FGS — Temos de ter maior capacidade de armazenamento. Temos de nos convencer de que temos conhecimento e tecnologia para deslocar a água de um local para outro no país, do sítio onde ela existe para onde ela faz falta.
Temos a tecnologia para o fazer, minimizando extraordinariamente os impactos ambientais que daí decorrem. Portanto, hoje em dia, isso é uma falsa questão. Não há nenhum obstáculo ambiental que nós não tenhamos capacidade tecnológica para ultrapassar. Eu não tenho dúvida nenhuma que nós, daqui por uns anos, vamos ter a barragem de Foz Côa construída. E vamos ter as gravuras protegidas da mesma forma.

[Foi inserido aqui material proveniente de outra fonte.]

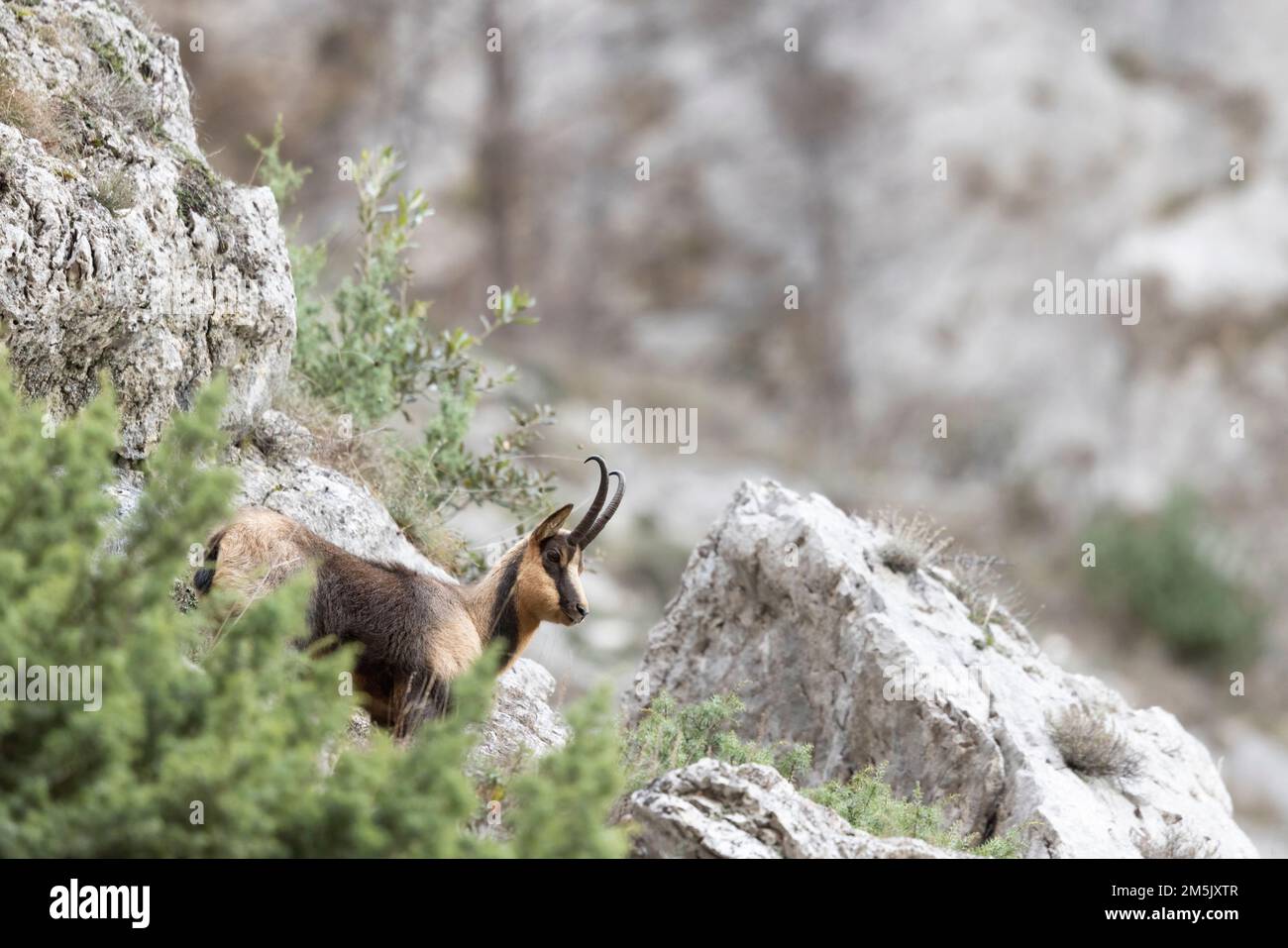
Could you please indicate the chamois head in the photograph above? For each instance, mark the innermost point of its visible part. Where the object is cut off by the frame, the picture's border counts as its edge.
(549, 579)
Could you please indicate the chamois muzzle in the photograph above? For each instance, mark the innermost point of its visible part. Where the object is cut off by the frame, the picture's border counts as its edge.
(597, 515)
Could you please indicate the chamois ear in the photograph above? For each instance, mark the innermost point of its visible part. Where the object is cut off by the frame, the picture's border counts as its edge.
(550, 526)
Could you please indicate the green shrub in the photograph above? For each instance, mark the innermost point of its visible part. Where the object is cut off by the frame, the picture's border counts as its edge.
(369, 351)
(210, 741)
(1155, 571)
(671, 736)
(868, 802)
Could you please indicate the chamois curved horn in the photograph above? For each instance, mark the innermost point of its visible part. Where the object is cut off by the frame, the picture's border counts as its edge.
(579, 535)
(608, 511)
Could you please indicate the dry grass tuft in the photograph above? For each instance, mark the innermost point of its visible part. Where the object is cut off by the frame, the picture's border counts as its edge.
(914, 543)
(1090, 745)
(1176, 844)
(116, 191)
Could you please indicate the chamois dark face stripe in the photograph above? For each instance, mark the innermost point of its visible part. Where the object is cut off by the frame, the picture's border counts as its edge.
(505, 612)
(559, 575)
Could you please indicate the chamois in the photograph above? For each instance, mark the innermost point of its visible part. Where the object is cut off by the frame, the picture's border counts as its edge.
(416, 633)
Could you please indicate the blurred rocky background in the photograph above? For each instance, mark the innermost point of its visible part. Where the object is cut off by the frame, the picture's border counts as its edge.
(814, 168)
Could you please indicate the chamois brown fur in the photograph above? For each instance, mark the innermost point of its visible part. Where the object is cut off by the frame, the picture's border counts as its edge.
(417, 633)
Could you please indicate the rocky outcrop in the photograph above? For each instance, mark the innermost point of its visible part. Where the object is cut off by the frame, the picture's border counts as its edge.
(523, 725)
(713, 810)
(870, 665)
(120, 250)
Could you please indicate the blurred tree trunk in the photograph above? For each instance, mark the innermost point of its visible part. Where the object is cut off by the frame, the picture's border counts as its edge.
(497, 146)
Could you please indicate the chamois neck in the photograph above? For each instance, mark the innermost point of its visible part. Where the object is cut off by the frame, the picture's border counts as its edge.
(496, 610)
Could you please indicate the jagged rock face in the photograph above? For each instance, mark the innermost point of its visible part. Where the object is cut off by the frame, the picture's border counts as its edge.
(120, 249)
(789, 601)
(713, 810)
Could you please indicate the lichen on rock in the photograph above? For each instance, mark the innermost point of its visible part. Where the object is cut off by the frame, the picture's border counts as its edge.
(121, 252)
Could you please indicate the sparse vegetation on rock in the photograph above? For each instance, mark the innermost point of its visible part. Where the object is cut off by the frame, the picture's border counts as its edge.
(1089, 745)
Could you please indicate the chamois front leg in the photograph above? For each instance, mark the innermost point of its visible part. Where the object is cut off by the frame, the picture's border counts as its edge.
(415, 698)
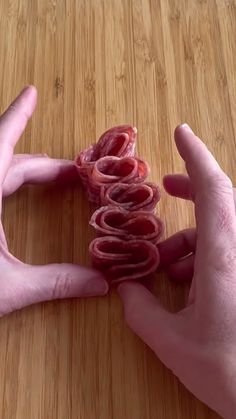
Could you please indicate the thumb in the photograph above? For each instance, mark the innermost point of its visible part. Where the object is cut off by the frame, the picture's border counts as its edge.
(57, 281)
(149, 320)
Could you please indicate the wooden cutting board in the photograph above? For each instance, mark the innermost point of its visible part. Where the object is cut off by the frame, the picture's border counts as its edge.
(151, 63)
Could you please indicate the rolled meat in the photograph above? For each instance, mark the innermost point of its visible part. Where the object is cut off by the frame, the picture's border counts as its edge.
(109, 170)
(118, 141)
(123, 260)
(132, 197)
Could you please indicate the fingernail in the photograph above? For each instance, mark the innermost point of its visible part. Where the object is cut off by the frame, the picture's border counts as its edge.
(28, 90)
(187, 127)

— Porque há falta de água em Trás-os-Montes, convém lembrar.
FGS — Também há. A pergunta que os vindouros farão é por que é que as gerações anteriores não fizeram aquilo que podia ser feito para benefício das gerações futuras.
O problema da falta de água, embora pontualmente, já existe. As pessoas já padecem de algumas dessas consequências, nomeadamente quem vive da agricultura e precisa de água. Objetivamente, aquilo que nós estamos a pôr em causa, ao adiar sistematicamente, não é a discussão, é a obra. Quando nós olhamos para aquilo que foram os planos desenvolvidos na segunda metade do século passado, relativamente à água em Portugal, está lá quase tudo. Nós sabemos quais são as cascatas de barragens que podem ser construídas com maior ganho para o armazenamento, quais são os transvases que podem ser feitos ou aprofundados, portanto, não há razão objetiva nenhuma, a não ser algum tipo de “purismo bacoco”.

“Houve uma enorme incompetência política do Ministério da Agricultura”

Francisco Gomes da Silva

— Falta de coragem política?
FGS — Coragem política até nem acho que falte, porque não vejo onde é que tem de faltar coragem…

EOS — É mesmo falta de visão.

FGS — Exatamente. E não ter noção da falta que a água faz em cada local. É a única explicação que encontro.

EOS — Veja o que aconteceu, por exemplo, com a utilização das verbas do PRR [Programa de Recuperação e Resiliência]. É uma oportunidade perdida que não vai repetir-se muito seguramente nos próximos tempos e que não tem uma alocação às questões da agricultura e combate à desertificação do território.
Tudo isso por uma questão que não é entendível e que eu atribuí, obviamente, à fraqueza da capacidade política de intervenção do Ministério da Agricultura, que não soube levantar a bandeira da defesa da agricultura nacional como deve ser, que é a base da nossa sobrevivência.

– E eventualmente por preconceito ideológico?

FGS — Eu acho que, no limite, também.

EOS — E por vulnerabilidade.

FGS — Sim, e por, indiscutivelmente, uma enorme incapacidade e incompetência política do Ministério da Agricultura ao longo destes últimos oito anos. Sobre isso não há qualquer dúvida e a história far-se-á e contará aquilo que se tem passado.